Mexico’s Inflation Slows More Than Expected With Central Bank on Hold


 Mexico’s annual inflation slowed past all forecasts in early October as the central bank pledges to hold interest rates at a record high in Latin America’s second-largest economy.

Consumer prices rose 4.27% in the first half of the month compared to the same period a year earlier, down from 4.47% in late September, the national statistics institute reported Tuesday. The print was below all analyst forecasts in a Bloomberg survey that had a 4.37% median estimate.

Core inflation, which excludes volatile items, slowed to 5.54% from a year prior, just above the 5.49% median forecast.

Higher airfare and tourist package prices contributed to early October’s print, along with certain food items. Even so, annual inflation reached its lowest level since early March 2021.

Mexico’s central bank, known as Banxico, has pledged to keep its interest rate at a record 11.25% for a prolonged period of time, with policymakers arguing that it’s necessary to monitor consumer price developments. They marked up their inflation forecasts for upcoming quarters in their September decision statement, and deputy Governor Jonathan Heath said it was possible the data-dependent bank could hold through June.

Read more: Mexico Central Bank Deputy Floats Rate Cut Delay to Mid-2024

“Overall demand in Mexico remains very strong, and this is reflected in services in general,” said Carlos Capistran, chief Mexico and Canada economist for Bank of America. “We expect inflation to be very volatile going forward, and Banxico is looking not only at inflation but also at its determinants. Growth remains resilient and the labor markets remains tight.”

Previously, the two-week inflation print accelerated slightly in late September, a worrying sign amid rising energy and food prices that could be reflected in the more volatile non-core component in coming months.
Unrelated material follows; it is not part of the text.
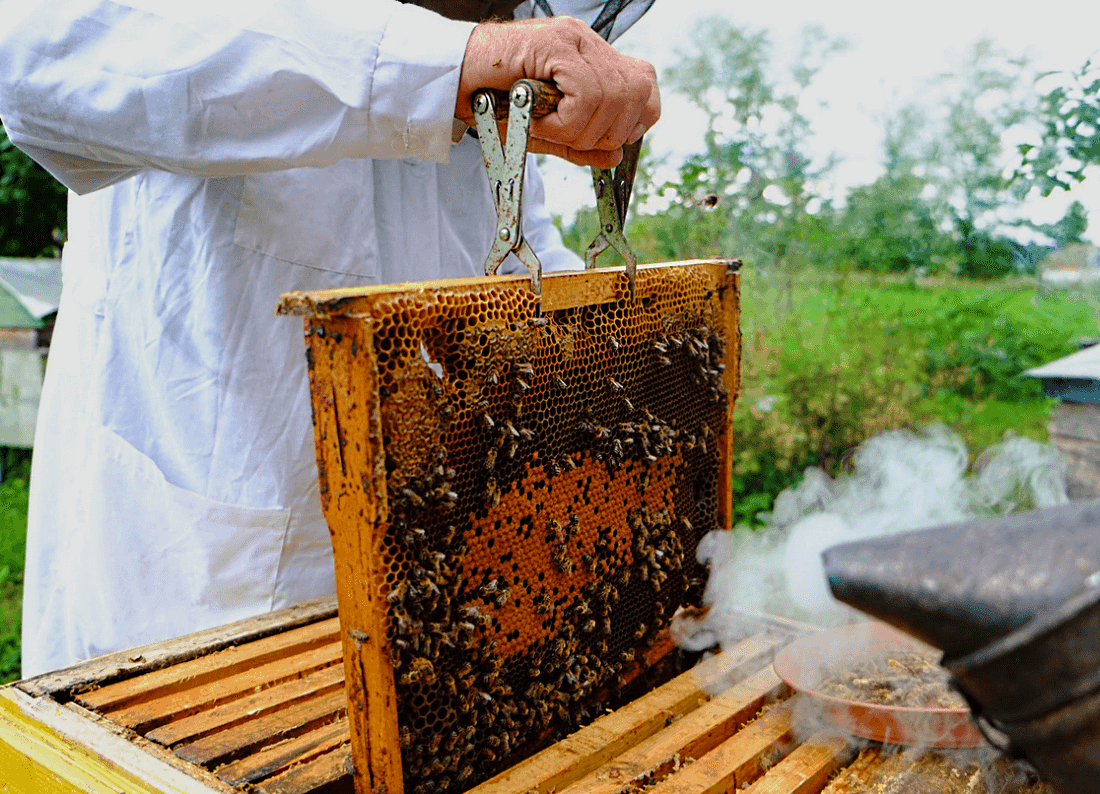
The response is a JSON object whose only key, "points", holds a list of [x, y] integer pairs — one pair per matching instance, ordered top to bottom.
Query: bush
{"points": [[32, 206], [978, 350], [13, 499]]}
Electricity subsidies in certain states expire around this time of year, pressuring prices.

“The volatility is going to continue, but it’s difficult to know now for how long, especially since the start of the conflict in the Middle East,” said Jessica Roldan, chief economist at Casa de Bolsa Finamex. “The panorama has worsened a bit, and the upward revision has to do with the energy prices.”

Economic Strength

The strength of Mexico’s economy is also one of the factors that has raised concerns at the bank, given that growth is projected to hit 3.3% this year and 2% in 2024, according to a survey by Citibanamex. Unemployment has remained low and salaries have risen, which has helped spur domestic spending even while tourism — an important source of revenue — has dropped.

That performance is due in part to the steadiness of the US economy — which is the No. 1 destination for many of Mexico’s export goods. The country’s northern and central states are seeing higher levels of investment as companies work to shorten supply lines by moving closer to their North American clients, a trend that is often called “nearshoring.”

“While the labor market is behaving as it is, it’ll be hard to see a deceleration. There’s a delay in the moment in which we’ll see any deceleration in economic activity caused by high interest rates,” said Janneth Quiroz Zamora, director of economic analysis at Monex Casa de Bolsa. “We’re still receiving benefits due to nearshoring, and there’s greater public spending.

Economists are pushing back their estimates of when Banxico will begin unwinding its record tightening cycle. In the most recent survey conducted by Citibanamex, analysts now predict policymakers will hold off on their first rate cut until March, beginning with a 25 basis-point reduction.

Unlike peers in Latin America, Banxico has maintained a more hawkish tone in the statements accompanying recent decisions and repeatedly said it will maintain the current rate for a “prolonged period.”